Lipid based nanoparticles are a general group that includes other liposomes, solid nano particles (SLNS), and nanostructured lipid carriers (NLCS) [26]. Both Liposomes and Polymers are subtypes of NPs which are very useful for overcoming delivery challenges, due to their biocompatibility and biodegradability.
In addition, single/double-stranded oligonucleotides such as miRNA are negatively charged which results in low tissue permeability. The current delivery solution is to construct nanoparticles with size and properties that are changeable due to different microenvironments, conditions or time series (Table 1). Nanoparticles consist of components leading to controlled release and efficient diffusion of the therapeutic cargoes in diseased tissues. The delivery of miRNA with nanocarriers for downregulated miRNA or inhibition of overexpressed miRNA has shown a good response in overcoming diseased conditions in some clinical trials [27]. The nanocarriers increase the stability of the miRNA and the transfection efficiency into the cells many fold as compared with naked miRNA.
2.3. Endosome escape is challenging
Whether miRNAs are delivered by cationic lipids, nanoparticles or cell-type-specific delivery vehicles, the intracellular trafficking of miRNA often begins in the early endosome compartment. Afterwards, the early endosomes merge with late endosomes and transfer their contents. Late endosomal vesicles have an acidic environment (pH 5–6). The endosomal content then moves to the lysosomes, which are further acidified (pH ~4.5) and have various nucleases that stimulate the degradation of oligonucleotides/miRNA mimics. To bypass lysosomal degradation, miRNA mimics have to escape from the endosome into the cytoplasm, where they can engage with the RNAi machinery. Endosomal escape is a major challenge for efficient miRNA delivery. There are different strategies to promote endosomal release: (1) pH-sensitive lipoplexes [10] (2) pH-sensitive polyplexes [28] (3) Photosensitive molecules [29] (4) Cationic nanoparticles.[30]
2.4. Extrahepatic delivery faces several challenges
For liver delivery, the known trivalent N-acetylgalactosamine (GalNAc) conjugate binds with high specificity and affinity to the asialoglycoprotein receptor on hepatocytes, resulting in specific oligonucleotide delivery and gene silencing in hepatocytes. The success of the GalNAc platform demonstrates that functional tissue delivery of therapeutic oligonucleotides is the basis for any clinical exploration. Another type of conjugation used for improving miRNA delivery is lipids [31]. The majority of studied lipidconjugated miRNAs, such as cholesterol-conjugated miRNAs, accumulate in the liver (~60–80%). However, cholesterol-modified miRNAs also exhibit accumulation and productive silencing in extrahepatic tissues. Moreover, local injection of cholesterol modified siRNA leads to functional gene silencing in brain, vagina and skin [31].
Targeting miRNAs to extra-hepatic tissues remains an obstacle, limiting the use of miRNA-based therapies. Lipid and polymer nanoparticles can be formulated for efficient cellular uptake and endosomal escape but they still preferentially accumulate in the liver, kidney and spleen. To overcome this challenge extra hepatic scaffold like lipids, peptides, aptamers or antibodies conjugated on the particles result in targeting via recognition of specific receptors [22,32].
2.5. Off-target effects and unwanted on-target effects
Once miRNAs are delivered into the cytoplasm and released from the endosome, one of the major issues related to miRNA therapy is the off-target effect of miRNAs.
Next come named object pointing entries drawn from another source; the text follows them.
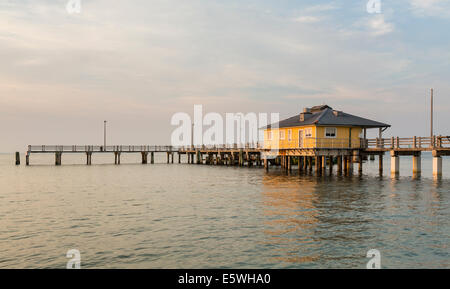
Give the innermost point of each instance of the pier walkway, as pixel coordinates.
(319, 156)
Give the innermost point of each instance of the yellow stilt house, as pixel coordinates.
(320, 127)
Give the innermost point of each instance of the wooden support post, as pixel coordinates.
(395, 163)
(345, 161)
(144, 157)
(318, 166)
(324, 164)
(417, 164)
(437, 166)
(89, 158)
(339, 163)
(360, 164)
(58, 158)
(349, 165)
(331, 165)
(380, 164)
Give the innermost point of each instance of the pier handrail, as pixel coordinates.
(409, 142)
(99, 148)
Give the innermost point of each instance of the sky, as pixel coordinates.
(137, 63)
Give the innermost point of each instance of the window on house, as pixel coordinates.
(308, 132)
(330, 132)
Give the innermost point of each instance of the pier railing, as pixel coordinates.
(97, 148)
(408, 143)
(246, 146)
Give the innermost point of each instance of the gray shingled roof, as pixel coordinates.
(325, 116)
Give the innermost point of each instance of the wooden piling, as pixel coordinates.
(417, 163)
(395, 163)
(339, 163)
(330, 165)
(380, 164)
(58, 158)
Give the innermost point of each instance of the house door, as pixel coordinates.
(300, 138)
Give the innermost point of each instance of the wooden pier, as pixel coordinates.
(305, 159)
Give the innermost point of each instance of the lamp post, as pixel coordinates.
(431, 123)
(104, 135)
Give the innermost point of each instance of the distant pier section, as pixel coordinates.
(341, 153)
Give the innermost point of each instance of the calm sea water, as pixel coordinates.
(199, 216)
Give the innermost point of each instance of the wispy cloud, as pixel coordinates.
(431, 8)
(378, 25)
(307, 19)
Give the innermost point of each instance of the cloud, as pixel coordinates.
(431, 8)
(307, 19)
(378, 25)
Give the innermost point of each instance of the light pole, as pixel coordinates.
(192, 136)
(104, 135)
(431, 129)
(240, 115)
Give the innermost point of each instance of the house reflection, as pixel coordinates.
(291, 216)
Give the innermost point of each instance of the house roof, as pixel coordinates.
(323, 115)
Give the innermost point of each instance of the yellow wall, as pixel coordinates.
(317, 140)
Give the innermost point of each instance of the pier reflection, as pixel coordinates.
(311, 220)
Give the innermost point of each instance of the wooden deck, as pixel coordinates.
(255, 154)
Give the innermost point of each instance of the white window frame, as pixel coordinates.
(308, 132)
(331, 136)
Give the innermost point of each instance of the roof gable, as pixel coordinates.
(325, 116)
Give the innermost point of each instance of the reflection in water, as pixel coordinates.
(194, 216)
(315, 220)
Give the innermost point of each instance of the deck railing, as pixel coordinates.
(97, 148)
(409, 143)
(421, 143)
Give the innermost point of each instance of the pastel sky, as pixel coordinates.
(136, 63)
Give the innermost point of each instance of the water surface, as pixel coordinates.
(199, 216)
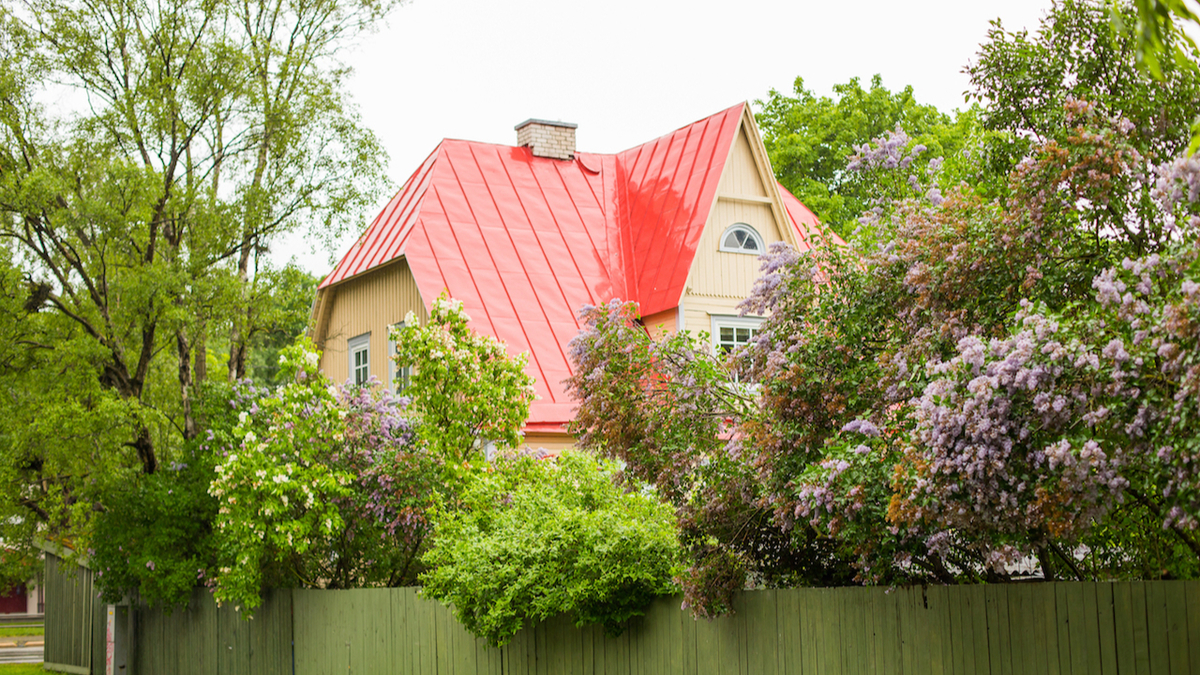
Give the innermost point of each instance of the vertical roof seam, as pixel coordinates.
(533, 354)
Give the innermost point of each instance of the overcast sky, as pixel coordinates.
(628, 71)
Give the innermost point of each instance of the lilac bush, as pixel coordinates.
(322, 487)
(976, 388)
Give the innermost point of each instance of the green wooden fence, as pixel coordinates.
(1135, 628)
(73, 619)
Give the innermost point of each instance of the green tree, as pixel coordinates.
(810, 139)
(1024, 79)
(138, 220)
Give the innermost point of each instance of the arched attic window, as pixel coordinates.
(741, 238)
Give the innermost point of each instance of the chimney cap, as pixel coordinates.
(547, 123)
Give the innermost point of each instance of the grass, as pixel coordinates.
(21, 669)
(17, 632)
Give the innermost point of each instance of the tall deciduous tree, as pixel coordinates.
(1023, 79)
(137, 213)
(810, 139)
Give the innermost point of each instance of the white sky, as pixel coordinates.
(628, 71)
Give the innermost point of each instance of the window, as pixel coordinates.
(397, 377)
(741, 238)
(732, 332)
(360, 358)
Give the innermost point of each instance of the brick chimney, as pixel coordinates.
(555, 139)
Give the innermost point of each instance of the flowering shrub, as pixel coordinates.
(973, 389)
(535, 538)
(466, 389)
(671, 411)
(1044, 436)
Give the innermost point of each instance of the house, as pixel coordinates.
(526, 236)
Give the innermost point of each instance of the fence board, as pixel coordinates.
(1192, 591)
(1120, 628)
(1157, 628)
(1175, 613)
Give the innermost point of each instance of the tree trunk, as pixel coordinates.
(185, 383)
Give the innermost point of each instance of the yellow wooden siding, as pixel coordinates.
(659, 324)
(552, 442)
(720, 280)
(741, 175)
(369, 304)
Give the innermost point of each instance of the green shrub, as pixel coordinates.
(534, 538)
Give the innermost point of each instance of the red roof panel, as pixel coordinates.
(525, 242)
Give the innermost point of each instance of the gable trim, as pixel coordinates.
(759, 151)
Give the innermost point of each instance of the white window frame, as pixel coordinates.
(754, 234)
(727, 321)
(354, 346)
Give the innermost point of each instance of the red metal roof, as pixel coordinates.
(525, 242)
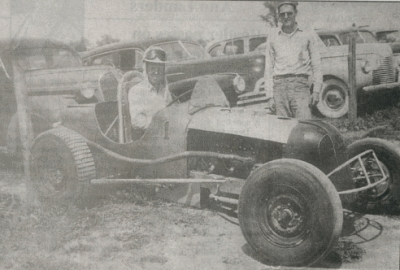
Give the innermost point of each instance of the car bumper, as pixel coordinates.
(372, 88)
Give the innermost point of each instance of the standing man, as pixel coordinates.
(292, 64)
(151, 95)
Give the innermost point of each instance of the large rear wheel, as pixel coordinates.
(61, 165)
(290, 213)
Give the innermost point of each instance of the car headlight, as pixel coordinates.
(87, 90)
(239, 84)
(367, 67)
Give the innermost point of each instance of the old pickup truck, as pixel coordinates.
(376, 65)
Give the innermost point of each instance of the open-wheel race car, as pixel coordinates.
(288, 178)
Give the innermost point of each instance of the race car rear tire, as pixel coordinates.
(334, 99)
(290, 213)
(61, 165)
(387, 195)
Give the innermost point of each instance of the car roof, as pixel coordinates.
(143, 44)
(29, 43)
(340, 31)
(212, 43)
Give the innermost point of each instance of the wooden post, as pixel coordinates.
(24, 121)
(352, 79)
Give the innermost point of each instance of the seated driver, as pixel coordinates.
(150, 95)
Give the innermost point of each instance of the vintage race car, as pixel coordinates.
(54, 78)
(288, 178)
(186, 59)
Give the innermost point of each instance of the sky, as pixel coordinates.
(207, 20)
(224, 19)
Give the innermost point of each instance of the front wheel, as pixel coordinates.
(61, 165)
(290, 213)
(387, 194)
(334, 99)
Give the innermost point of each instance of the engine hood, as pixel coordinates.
(65, 78)
(242, 122)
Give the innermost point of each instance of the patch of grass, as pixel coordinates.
(348, 251)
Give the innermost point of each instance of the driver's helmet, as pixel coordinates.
(155, 55)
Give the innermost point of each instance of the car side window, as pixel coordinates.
(174, 51)
(127, 60)
(216, 51)
(255, 42)
(109, 59)
(234, 47)
(330, 41)
(139, 60)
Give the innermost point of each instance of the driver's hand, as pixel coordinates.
(272, 105)
(314, 98)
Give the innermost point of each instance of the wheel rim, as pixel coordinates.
(283, 216)
(334, 97)
(373, 170)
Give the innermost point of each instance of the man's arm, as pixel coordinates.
(269, 66)
(136, 109)
(316, 66)
(316, 61)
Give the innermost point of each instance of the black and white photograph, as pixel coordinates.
(180, 134)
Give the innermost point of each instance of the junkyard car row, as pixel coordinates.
(376, 65)
(289, 179)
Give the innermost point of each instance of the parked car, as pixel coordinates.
(376, 69)
(235, 46)
(55, 78)
(274, 169)
(376, 66)
(392, 37)
(185, 60)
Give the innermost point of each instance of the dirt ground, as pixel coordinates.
(124, 229)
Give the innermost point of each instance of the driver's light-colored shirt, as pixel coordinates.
(294, 53)
(144, 102)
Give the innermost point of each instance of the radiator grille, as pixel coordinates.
(385, 72)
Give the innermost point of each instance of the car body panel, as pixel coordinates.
(250, 68)
(54, 78)
(245, 123)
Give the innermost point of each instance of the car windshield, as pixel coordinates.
(178, 51)
(48, 58)
(388, 36)
(361, 37)
(207, 93)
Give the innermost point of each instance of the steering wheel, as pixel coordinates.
(178, 97)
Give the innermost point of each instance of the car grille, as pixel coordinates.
(109, 86)
(385, 72)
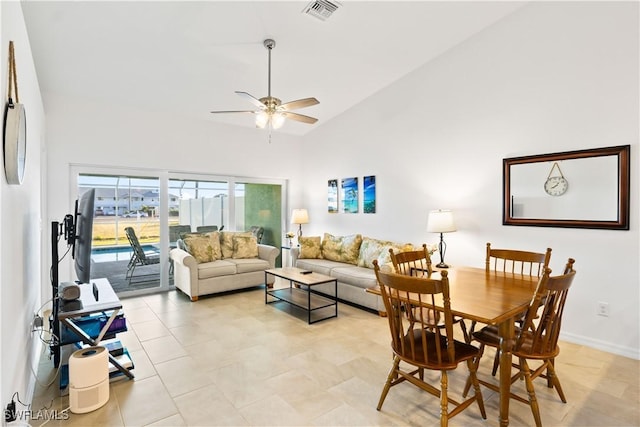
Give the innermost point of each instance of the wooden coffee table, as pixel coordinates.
(302, 295)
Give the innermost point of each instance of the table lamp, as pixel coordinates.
(299, 216)
(441, 221)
MiRNAs are produced to target various pathways by imperfect hybridization with 3′ UTRs, thus they might cause undesirable gene silencing of other genes. Such off-target gene silencing can cause potential toxicities and reduced therapeutic effects. The evidence that a single miRNA might target numerous mRNAs requires special attention as it implies the possibility of unpredictable side effects. Even if a specific miRNA is effectively targeted, one might also find unwanted on-target effects.[33] To overcome this obstacle, one approach is to use low doses of combined miRNAs that synergistically regulate the expression of the same target gene [34]. One example of multiple miRNAs effects in cancer is co-transfection of miR-34a and miR-15a/16 which led to increased cell cycle arrest in NSCLC due to the fact that miR-15a and miR-16 specifically downregulate CCNE1 and CCND3. Such gene regulation brings a complementary effect to cell-cycle regulation by miR-34 [35].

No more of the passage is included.